A/N: This story was written for a great friend. Since she's the one who's done all the hand-holding, it seemed only fitting that her story was the first one posted here. This one's for you, hun! You know who you are...

Major spoilers for 4x10, more general for S4 up to that point.

Disclaimer: The only thing I own is a truly astonishing ability to forget to add disclaimers... All recognisable works belong to the awsome talent of Kripke and the creators of Supernatural.

A/N 2: I've taken a fairly major liberty with this story. It assumes that Dean lies at a certain crucial point. For the record, I don't think he did, but it's essential to the story.

~~LBB~~

He was waiting for it. Had been waiting for hours, nails chewed to the bloody quick; the dingy, puke green carpet almost worn through where he'd paced it, back and forth and back and forth. He'd gone to the door so often he'd lost count, even been halfway down the block a couple times before the desperate need in his brother's eyes turned his steps back to the motel room.

'I just need some time, Sam. Alone.'

'Alone with Jim, Jack and Jose, you mean.'

Dean had looked down at his boots, refused to meet Sam's angry stare as he shrugged too casually.

'Yeah. Maybe. Just alone. Don't follow me, okay? I'll be fine.'

Sam snorted quietly, still angry with his brother, with himself for letting the lie be believable. He shut his eyes, pinched the bridge of his nose for a moment against the headache that had been brewing ever since the door clicked softly shut. Pursing his lips, he looked down at the book in his lap where he sat tailor-style on his bed, turning another thick, brittle page, dusty with more years than he liked to think about and squinting at the text. His lips twitched as he mumbled his way through the translation, losing himself in words first written in a tongue ancient when Latin was young, because some screwed up druids' ramblings about seals and locks and gates and shadows was a better place to be lost than the emptiness lurking in his brother's eyes these days.

So even though he was waiting for it, he still jumped a mile when something thump-scritch-thudded against the door.

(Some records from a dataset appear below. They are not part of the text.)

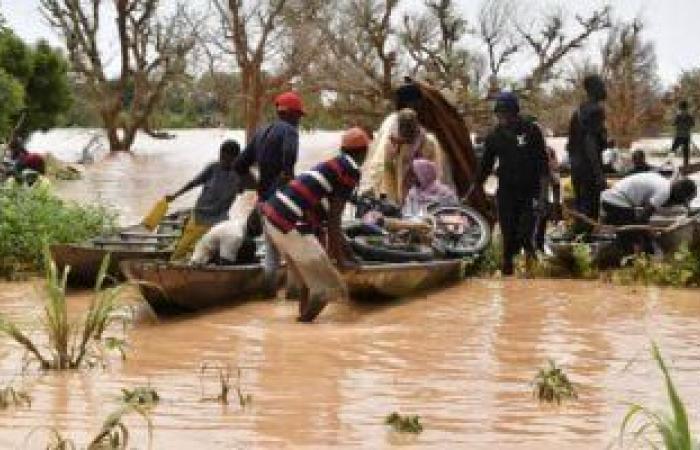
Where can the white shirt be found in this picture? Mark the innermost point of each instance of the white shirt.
(639, 190)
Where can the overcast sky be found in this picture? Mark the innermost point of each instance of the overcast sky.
(673, 25)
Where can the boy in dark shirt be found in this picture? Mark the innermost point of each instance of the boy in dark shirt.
(684, 124)
(522, 174)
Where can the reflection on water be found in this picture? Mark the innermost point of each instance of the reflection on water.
(461, 358)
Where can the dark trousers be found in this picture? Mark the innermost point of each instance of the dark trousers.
(516, 216)
(629, 240)
(586, 201)
(684, 144)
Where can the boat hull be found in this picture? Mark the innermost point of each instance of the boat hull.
(172, 288)
(85, 261)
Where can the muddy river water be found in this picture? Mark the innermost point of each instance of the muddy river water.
(461, 358)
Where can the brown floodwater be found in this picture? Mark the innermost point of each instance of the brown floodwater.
(462, 358)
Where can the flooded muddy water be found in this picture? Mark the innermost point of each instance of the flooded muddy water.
(462, 358)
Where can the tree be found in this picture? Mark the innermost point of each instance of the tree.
(434, 42)
(152, 51)
(270, 41)
(359, 61)
(40, 73)
(12, 101)
(551, 42)
(630, 72)
(495, 30)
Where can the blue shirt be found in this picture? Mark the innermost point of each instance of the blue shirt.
(274, 150)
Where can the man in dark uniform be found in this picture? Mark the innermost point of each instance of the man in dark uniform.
(587, 140)
(522, 173)
(684, 124)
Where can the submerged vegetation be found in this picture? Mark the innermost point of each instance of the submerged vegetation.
(223, 374)
(32, 217)
(552, 385)
(661, 430)
(11, 396)
(70, 344)
(404, 424)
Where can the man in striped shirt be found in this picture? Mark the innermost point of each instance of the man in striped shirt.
(295, 214)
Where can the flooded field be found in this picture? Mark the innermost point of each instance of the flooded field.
(461, 358)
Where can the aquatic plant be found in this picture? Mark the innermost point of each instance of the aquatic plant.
(225, 386)
(11, 396)
(114, 433)
(488, 262)
(552, 385)
(70, 345)
(682, 269)
(404, 424)
(672, 432)
(144, 396)
(32, 217)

One hand shot to the gun tucked beneath his pillow, the other easing the dark-leather bound tome closed, carefully because he could never quite shake the scholarly side of his nature. He unfolded his legs, rolled smoothly off the mattress, taking the gun with him as it came again and he crossed the space between bed and door in three long strides, shifting and resettling his grip on the gun as he rested his other hand flat against the thin wood.

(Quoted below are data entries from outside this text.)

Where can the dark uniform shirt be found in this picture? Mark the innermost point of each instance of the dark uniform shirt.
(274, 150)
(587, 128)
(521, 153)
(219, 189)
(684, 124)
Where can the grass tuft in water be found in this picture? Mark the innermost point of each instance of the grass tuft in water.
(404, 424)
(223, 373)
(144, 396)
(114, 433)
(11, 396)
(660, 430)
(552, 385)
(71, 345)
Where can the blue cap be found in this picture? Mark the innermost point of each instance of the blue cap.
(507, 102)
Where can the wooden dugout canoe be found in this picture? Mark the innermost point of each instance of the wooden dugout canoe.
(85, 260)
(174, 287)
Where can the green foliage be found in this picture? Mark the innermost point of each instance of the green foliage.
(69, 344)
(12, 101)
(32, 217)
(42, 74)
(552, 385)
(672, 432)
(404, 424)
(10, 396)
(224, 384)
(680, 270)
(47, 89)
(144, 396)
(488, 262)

Leaning into it, he listened, already more than certain that he knew what made the noise, but held back by the innate caution that was as much a part of him as the scholar was.

His shoulders sagged, the hand clutching his gun falling limply to his side as he heard the muffled huff; irritation and exasperation clear even through the door.

"Dammit, Dean."

The whisper wasn't meant to carry, wasn't meant to be heard but the sounds on the other side of the door stilled, a weary sigh fading into silence. He took a moment, resting his forehead against the wood, flaking paint crumbling away, catching his absent gaze and pulling it tumbling to the floor with the specks of once-red gloss.

They looked like long-dried blood against the carpet.

Sam shut his eyes, reached up and fumbled with the handle; flipping the lock and stepping back to let the door swing open behind him as he walked reluctantly back to the bed. The smell of alcohol was sharp against his throat as he swallowed back the worry, the hesitant steps behind him all wrong.

He dropped back onto the bed, one foot tucked up against his thigh, careless and loose beneath the tension crawling under his skin and looked down at his hands as they stowed the Taurus under his pillow again. He chewed at his lip as he realised he couldn't remember when he'd started sleeping with a gun under his pillow.

Those too-slow, too-cautious steps followed him into the room, the door clicking shut quietly again and he wished for his brother's usually annoying habit of banging every door he went through shut, never quite loud enough to be a slam that he could complain about, but definitely louder than it needed to be.

Dean hadn't banged a door shut since he came back.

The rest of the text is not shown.